Monks who Brew Trappist Beers
When we discuss beer and its evolution UK and Germany are the first nations we think of. We frequently miss Belgium and its Abbey and Trappist beer tradition. The claim to fame for these beers is that they are brewed by monks and priests. We’ll take a look at Trappist beers here.
Who are these monks?
Trappist beers are brewed by monks under the Order of the Cistercian of the Strict Obeservance (OCSO). The ales were originally brewed in accordance to the tenets of the order which specified that each monastery needs to be self sustaining and to feed the people in the area. Some of these monastery breweries have been in action since the 1600s. Many of the original breweries were destroyed during the French Revolution and World Wars.
With the growing popularity of Trappist beers in the 20th century many brewers with no connection OCSO started brewing Trappist style beers. It was only in 1962 that the order was able to put a stop it by suing a brewery in Belgium. This also led to the formation of International Trappist Association which safeguards the interests of monks and Trappist products. There guided strict rules to be able to use the branding of ‘Authentic Trappist Product’. These include:
* The beer must be brewed within the walls of a Trappist monastery, either by the monks themselves or under their supervision.
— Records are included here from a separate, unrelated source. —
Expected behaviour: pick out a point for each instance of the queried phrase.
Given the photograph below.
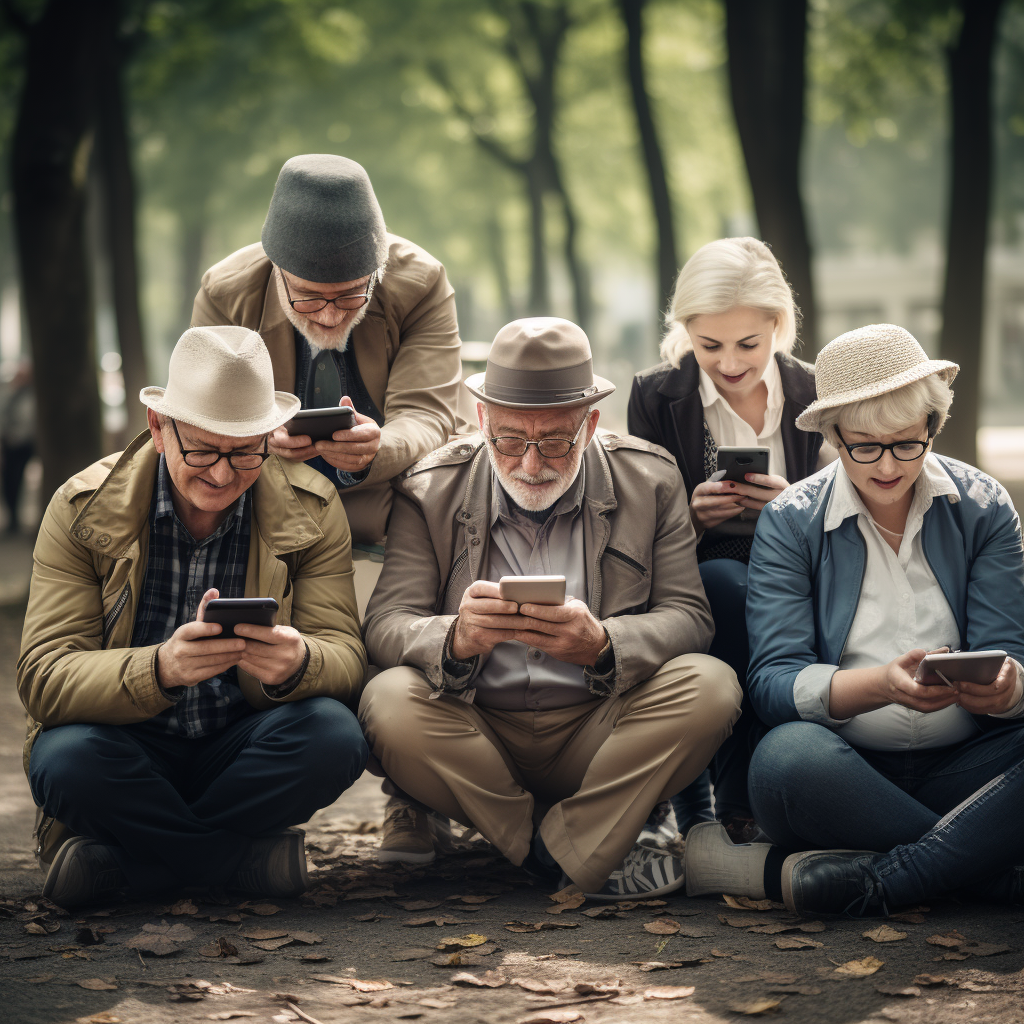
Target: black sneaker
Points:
(833, 882)
(84, 871)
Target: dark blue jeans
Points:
(941, 819)
(725, 584)
(181, 811)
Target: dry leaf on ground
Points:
(859, 969)
(669, 991)
(489, 979)
(795, 942)
(662, 926)
(884, 934)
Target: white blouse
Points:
(729, 428)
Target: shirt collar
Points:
(845, 500)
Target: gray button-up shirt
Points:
(516, 677)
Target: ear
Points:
(155, 423)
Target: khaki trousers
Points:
(588, 775)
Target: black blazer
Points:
(665, 408)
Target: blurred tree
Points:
(767, 41)
(51, 145)
(667, 263)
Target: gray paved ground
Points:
(353, 952)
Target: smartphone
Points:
(963, 667)
(734, 463)
(231, 611)
(320, 424)
(532, 590)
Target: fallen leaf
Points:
(669, 992)
(489, 979)
(795, 942)
(662, 927)
(908, 990)
(884, 934)
(745, 903)
(461, 942)
(753, 1008)
(859, 969)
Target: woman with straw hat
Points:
(855, 574)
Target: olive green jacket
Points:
(77, 663)
(407, 348)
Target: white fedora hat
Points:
(867, 363)
(220, 379)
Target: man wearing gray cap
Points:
(349, 314)
(553, 729)
(165, 753)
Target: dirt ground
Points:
(466, 939)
* The brewery must be of secondary importance within the monastery and it should witness to the business practices proper to a monastic way of life.
* The brewery is not intended to be a profit-making venture. The income covers the living expenses of the monks and the maintenance of the buildings and grounds. Whatever remains is donated to charity for social work and to help persons in need.
Trappist Beers Today
Today there are 10 Trappist breweries that produced true Trappist beers. Achel, Chimay, Orval, Rochefort, Westvleteren and Westmalle in Belgium; La Trappe in The Netherlands; Engelszell in Austria, Mont des Cats in France and Spencer in US. There are other food products which also carry the Authentic Trappist Product logo.
Trappist brews are top-fermenting beers (find out how they differ here) and bottle conditioned. But there are only 2-3 clear sub styles of these beers and there are many Trappist beers don’t fit in any of them. These primary distinctions are Singel (single), Dubbel (double), Tripel (triple). Of these Singel is a table beer (similar to table wines) which is rarely found for commercially as they were mostly meant for the monks themselves.
Dubbel and Tripel are the more commonly found styles of Trappist beers. Dubbel is more popular than Tripel, which uses powerful malt but is lightly hopped; it has a complex flavor profile with notes of dark fruits. Tripels are stronger that Dubbel made using pale malts and are generously hopped.
Enjoying Trappist Beers
These beers aren’t the easy swigging variety. They are rich and complex and have the ability to make you sit up and take notice. The best way to enjoy these beers would be to pour them in a chalice style glass and then drink. The glass will remind you of a broad mouthed wine glass. Similar to a wine glass the chalice allows for aeration of the beer for the aromas to become more prominent.